According to Innes, "The Great Detective was, curiously, often a person of title, like Dorothy Sayers's Lord Peter Wimsey, or at least the familiar of persons of title. It is never easy to render plausible the acceptance of a meddlesome private investigator by a group of professional policemen standing round a corpse, and novelists appear to have felt that a lord will be better received..."
Innes himself wrote a series of mysteries starring the titled Sir John Appleby.
Crispin avoided the 'blue-blooded detective' solution. His detective, Gervase Fen is part of the same social milieu as the police. He is a professor of English literature at Oxford, but his cherished hobby is criminal investigation. His detective counterpart (Sir Richard Freeman in "Swan Song") has a passion for literary scholarship. Their dialogues (mainly disagreements) keep "Swan Song" swimming right along. It's definitely not a 'Great Detective versus bumbling policeman' relationship---it's more like two crotchety friends with mutual interests who keep running into each other in various Oxford pubs and murder scenes.
"Swan Song" starts out rather unpromisingly:
"There are few creatures more stupid than the average singer. It would appear that the fractional adjustment of larynx, glottis and sinuses required in the production of beautiful sounds must almost invariably be accompanied---so perverse are the habits of Providence---by the witlessness of a barnyard fowl."
I would have thought that the above statement applied to tenors and sopranos only (singing in such a high register seems to destroy their brain cells), but it is the bass in "Swan Song" who sets himself up for murder.
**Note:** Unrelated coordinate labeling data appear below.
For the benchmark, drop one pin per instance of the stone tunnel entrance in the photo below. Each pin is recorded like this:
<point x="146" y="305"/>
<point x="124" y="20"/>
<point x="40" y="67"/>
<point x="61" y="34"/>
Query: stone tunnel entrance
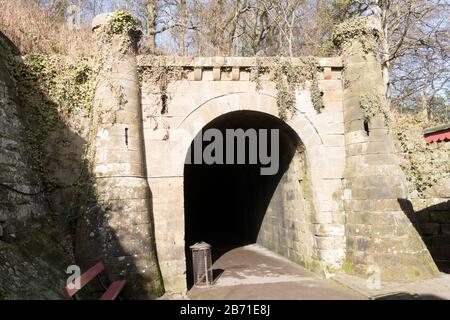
<point x="230" y="206"/>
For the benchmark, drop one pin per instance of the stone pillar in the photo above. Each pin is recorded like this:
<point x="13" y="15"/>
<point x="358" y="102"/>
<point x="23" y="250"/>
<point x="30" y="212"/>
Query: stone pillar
<point x="119" y="229"/>
<point x="380" y="237"/>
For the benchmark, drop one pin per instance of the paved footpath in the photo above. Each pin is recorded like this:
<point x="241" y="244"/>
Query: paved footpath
<point x="255" y="273"/>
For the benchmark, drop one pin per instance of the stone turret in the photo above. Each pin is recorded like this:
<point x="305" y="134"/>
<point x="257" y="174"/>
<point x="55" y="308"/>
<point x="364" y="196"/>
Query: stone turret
<point x="119" y="229"/>
<point x="379" y="234"/>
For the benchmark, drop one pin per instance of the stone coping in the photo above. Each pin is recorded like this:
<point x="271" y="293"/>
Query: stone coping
<point x="437" y="129"/>
<point x="149" y="60"/>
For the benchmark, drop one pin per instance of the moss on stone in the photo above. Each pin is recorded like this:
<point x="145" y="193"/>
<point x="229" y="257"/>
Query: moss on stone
<point x="361" y="29"/>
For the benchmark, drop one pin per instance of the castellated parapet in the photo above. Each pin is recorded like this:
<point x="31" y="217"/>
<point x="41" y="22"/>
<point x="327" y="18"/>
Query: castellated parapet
<point x="338" y="209"/>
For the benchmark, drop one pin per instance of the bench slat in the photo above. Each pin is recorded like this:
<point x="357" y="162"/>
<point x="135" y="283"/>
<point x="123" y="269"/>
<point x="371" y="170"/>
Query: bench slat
<point x="113" y="290"/>
<point x="85" y="278"/>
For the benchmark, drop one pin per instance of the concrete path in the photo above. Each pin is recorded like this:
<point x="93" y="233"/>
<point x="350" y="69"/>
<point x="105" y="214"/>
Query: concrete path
<point x="255" y="273"/>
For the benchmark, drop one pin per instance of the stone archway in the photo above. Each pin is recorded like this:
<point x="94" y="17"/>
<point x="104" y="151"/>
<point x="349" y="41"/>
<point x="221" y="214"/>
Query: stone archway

Several members of "Die Meistersinger von Nürnberg" cast have good reasons for wishing Edwin Shorthouse dead, in spite of his voice and its drawing power.
Even his composer-brother has a motive for killing the bass, and after a meeting with him, Fen is also made to question the intelligence of composers: "As a general rule, composers aren't the brightest of mortals, except where music's concerned."
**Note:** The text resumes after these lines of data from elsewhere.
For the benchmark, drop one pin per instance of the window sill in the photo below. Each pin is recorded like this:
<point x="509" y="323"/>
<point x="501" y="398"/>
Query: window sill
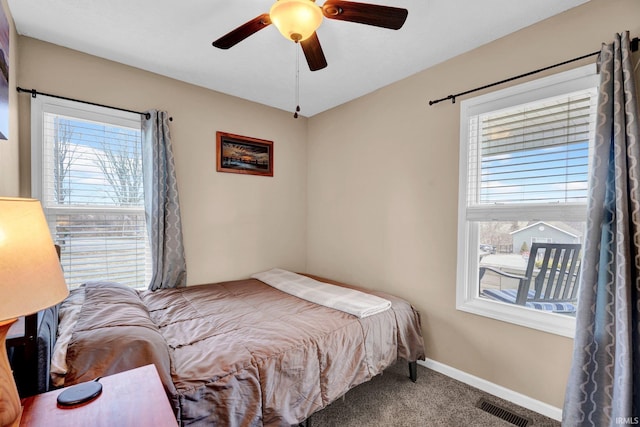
<point x="553" y="323"/>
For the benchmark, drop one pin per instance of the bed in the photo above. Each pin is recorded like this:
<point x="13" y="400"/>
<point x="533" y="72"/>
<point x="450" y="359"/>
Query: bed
<point x="234" y="353"/>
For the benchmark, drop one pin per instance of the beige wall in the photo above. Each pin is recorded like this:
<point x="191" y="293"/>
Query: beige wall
<point x="234" y="225"/>
<point x="382" y="190"/>
<point x="9" y="169"/>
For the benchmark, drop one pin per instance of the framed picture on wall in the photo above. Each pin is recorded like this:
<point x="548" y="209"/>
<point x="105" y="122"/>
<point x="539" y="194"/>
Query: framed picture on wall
<point x="243" y="154"/>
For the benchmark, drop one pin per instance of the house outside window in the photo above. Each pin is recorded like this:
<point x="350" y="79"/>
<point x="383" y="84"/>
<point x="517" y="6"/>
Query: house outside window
<point x="524" y="162"/>
<point x="87" y="173"/>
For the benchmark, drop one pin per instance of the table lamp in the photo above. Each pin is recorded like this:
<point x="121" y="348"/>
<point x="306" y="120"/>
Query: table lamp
<point x="30" y="280"/>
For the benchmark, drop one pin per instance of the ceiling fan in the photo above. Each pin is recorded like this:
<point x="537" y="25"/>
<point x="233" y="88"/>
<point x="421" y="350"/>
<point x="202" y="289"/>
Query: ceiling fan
<point x="298" y="20"/>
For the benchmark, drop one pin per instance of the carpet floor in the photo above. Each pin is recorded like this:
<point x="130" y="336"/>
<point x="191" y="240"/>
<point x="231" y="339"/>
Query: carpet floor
<point x="391" y="399"/>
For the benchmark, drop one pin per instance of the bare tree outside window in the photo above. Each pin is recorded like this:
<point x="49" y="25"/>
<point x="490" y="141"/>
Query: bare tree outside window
<point x="122" y="168"/>
<point x="64" y="153"/>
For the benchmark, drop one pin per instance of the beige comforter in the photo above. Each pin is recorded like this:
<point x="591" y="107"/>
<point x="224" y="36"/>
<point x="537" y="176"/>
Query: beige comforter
<point x="241" y="352"/>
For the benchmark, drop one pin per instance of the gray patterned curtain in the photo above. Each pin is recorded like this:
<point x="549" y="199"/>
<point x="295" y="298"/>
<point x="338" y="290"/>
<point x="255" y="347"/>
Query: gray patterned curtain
<point x="162" y="207"/>
<point x="604" y="382"/>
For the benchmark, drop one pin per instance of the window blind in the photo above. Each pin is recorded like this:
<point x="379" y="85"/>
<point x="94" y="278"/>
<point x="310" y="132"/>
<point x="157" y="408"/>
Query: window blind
<point x="533" y="153"/>
<point x="93" y="198"/>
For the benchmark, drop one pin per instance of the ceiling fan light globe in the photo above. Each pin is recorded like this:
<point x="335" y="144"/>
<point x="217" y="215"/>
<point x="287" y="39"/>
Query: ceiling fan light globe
<point x="296" y="20"/>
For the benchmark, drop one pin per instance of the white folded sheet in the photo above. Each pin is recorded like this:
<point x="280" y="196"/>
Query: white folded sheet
<point x="344" y="299"/>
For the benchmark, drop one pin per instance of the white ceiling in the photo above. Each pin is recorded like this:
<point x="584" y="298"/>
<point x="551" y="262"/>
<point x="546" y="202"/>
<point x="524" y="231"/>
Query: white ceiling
<point x="173" y="38"/>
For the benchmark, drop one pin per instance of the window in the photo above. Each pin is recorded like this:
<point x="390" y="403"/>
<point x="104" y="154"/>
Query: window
<point x="87" y="173"/>
<point x="524" y="161"/>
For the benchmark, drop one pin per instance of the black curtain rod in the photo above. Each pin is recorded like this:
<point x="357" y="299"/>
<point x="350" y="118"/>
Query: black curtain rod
<point x="34" y="93"/>
<point x="634" y="47"/>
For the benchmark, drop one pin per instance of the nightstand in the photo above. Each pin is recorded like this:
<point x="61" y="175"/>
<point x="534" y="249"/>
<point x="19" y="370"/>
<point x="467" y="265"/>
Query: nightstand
<point x="130" y="398"/>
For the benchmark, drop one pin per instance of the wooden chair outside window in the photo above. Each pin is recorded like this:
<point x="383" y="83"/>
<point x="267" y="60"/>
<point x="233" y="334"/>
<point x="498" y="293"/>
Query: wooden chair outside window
<point x="550" y="281"/>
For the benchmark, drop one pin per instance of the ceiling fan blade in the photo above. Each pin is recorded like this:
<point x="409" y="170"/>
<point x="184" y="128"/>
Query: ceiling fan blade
<point x="243" y="31"/>
<point x="313" y="52"/>
<point x="364" y="13"/>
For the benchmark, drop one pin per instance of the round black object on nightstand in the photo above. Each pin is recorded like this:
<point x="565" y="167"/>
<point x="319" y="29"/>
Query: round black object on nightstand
<point x="80" y="393"/>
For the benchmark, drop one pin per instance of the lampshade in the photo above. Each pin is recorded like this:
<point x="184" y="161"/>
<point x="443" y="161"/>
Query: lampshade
<point x="297" y="20"/>
<point x="30" y="275"/>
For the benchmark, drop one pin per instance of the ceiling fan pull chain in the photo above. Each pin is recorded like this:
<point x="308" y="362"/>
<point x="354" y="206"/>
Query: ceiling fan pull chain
<point x="295" y="115"/>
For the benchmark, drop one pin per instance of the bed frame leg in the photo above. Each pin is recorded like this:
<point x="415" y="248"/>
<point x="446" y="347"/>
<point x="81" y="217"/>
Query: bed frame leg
<point x="413" y="370"/>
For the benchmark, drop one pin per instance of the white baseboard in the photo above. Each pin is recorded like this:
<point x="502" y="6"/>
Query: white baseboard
<point x="494" y="389"/>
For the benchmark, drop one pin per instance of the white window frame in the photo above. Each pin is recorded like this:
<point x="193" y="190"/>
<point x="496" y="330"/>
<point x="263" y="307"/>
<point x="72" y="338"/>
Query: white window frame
<point x="467" y="289"/>
<point x="45" y="104"/>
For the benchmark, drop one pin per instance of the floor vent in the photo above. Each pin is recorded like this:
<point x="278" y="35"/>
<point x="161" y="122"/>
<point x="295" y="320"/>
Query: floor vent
<point x="503" y="413"/>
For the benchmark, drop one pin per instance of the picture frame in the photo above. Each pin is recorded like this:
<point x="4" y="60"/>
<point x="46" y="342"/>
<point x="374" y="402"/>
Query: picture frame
<point x="243" y="154"/>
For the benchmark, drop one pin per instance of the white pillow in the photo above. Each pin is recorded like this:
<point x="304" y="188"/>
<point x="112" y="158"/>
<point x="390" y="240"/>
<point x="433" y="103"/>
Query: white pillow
<point x="67" y="319"/>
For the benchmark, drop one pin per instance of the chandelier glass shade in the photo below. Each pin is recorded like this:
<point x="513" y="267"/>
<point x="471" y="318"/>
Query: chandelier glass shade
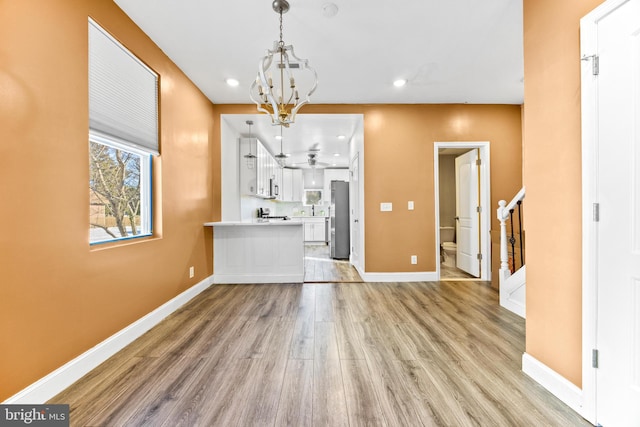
<point x="276" y="90"/>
Since Crispin himself composed music, it might be better if the reader did not take his commentary on the intelligence of musicians too seriously!
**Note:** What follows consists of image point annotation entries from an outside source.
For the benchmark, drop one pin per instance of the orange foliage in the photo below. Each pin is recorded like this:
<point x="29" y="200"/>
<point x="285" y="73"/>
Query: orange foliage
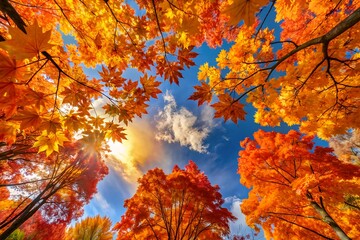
<point x="297" y="191"/>
<point x="309" y="76"/>
<point x="93" y="228"/>
<point x="181" y="205"/>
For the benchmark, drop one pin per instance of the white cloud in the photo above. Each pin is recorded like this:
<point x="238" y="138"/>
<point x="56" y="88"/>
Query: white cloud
<point x="239" y="226"/>
<point x="182" y="126"/>
<point x="140" y="152"/>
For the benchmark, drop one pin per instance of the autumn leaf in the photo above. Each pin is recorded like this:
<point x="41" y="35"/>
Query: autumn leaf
<point x="172" y="72"/>
<point x="8" y="132"/>
<point x="229" y="108"/>
<point x="115" y="132"/>
<point x="202" y="94"/>
<point x="50" y="142"/>
<point x="28" y="118"/>
<point x="185" y="56"/>
<point x="27" y="45"/>
<point x="150" y="86"/>
<point x="8" y="67"/>
<point x="97" y="228"/>
<point x="243" y="10"/>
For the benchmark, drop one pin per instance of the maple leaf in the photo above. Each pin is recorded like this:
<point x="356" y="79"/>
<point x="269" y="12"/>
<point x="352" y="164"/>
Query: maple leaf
<point x="8" y="67"/>
<point x="243" y="10"/>
<point x="8" y="132"/>
<point x="115" y="132"/>
<point x="28" y="118"/>
<point x="185" y="55"/>
<point x="229" y="108"/>
<point x="50" y="142"/>
<point x="150" y="86"/>
<point x="27" y="45"/>
<point x="172" y="72"/>
<point x="202" y="94"/>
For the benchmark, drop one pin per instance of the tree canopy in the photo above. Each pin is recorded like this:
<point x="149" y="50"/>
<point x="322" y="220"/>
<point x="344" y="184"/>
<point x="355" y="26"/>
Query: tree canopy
<point x="303" y="69"/>
<point x="179" y="205"/>
<point x="297" y="190"/>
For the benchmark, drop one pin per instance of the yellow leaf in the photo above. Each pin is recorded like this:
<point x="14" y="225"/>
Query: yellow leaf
<point x="184" y="40"/>
<point x="28" y="45"/>
<point x="243" y="10"/>
<point x="8" y="132"/>
<point x="50" y="142"/>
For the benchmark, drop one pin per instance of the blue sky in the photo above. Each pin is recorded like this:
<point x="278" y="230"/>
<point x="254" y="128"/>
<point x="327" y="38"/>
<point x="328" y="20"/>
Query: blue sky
<point x="211" y="143"/>
<point x="175" y="131"/>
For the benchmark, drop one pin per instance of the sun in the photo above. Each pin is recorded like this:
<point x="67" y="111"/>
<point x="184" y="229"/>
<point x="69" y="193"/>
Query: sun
<point x="120" y="150"/>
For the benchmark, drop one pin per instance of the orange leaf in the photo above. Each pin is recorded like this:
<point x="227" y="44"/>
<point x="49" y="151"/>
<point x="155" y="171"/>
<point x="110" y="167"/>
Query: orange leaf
<point x="27" y="45"/>
<point x="151" y="87"/>
<point x="8" y="67"/>
<point x="202" y="94"/>
<point x="28" y="118"/>
<point x="243" y="10"/>
<point x="228" y="108"/>
<point x="8" y="132"/>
One of my favorite characters from "The Moving Toyshop" shows up in "Swan Song"-the deaf and (according to Fen) senile Professor Wilkes who makes a habit of stealing Fen's whisky. He and Fen are always good for a round or two of acrimonious repartee whenever they meet.
A third dialogue element that threads merrily through the book is a crime writer's attempt to interview Fen about his most famous cases. Every time Fen clears his throat and begins, "The era of my greatest successes..." someone is bound to interrupt him.
We never do get to learn what Fen considers his greatest successes, but surely the outcome of "Swan Song" must be counted among them.
NOTE: "Swan Song" was also published under the title "Dead and Dumb."
Fantastic story with twists and turns of the first order! Apr 17, 1998
The ubiquitous Gervaise Fen finds himself literally "on stage" and proves again that his powers of observation and deduction are second to none. The language and style of Crispin are reminiscent of Dorothy Sayers and are fully as entertaining. Great vacation reading, as it is very hard to put down.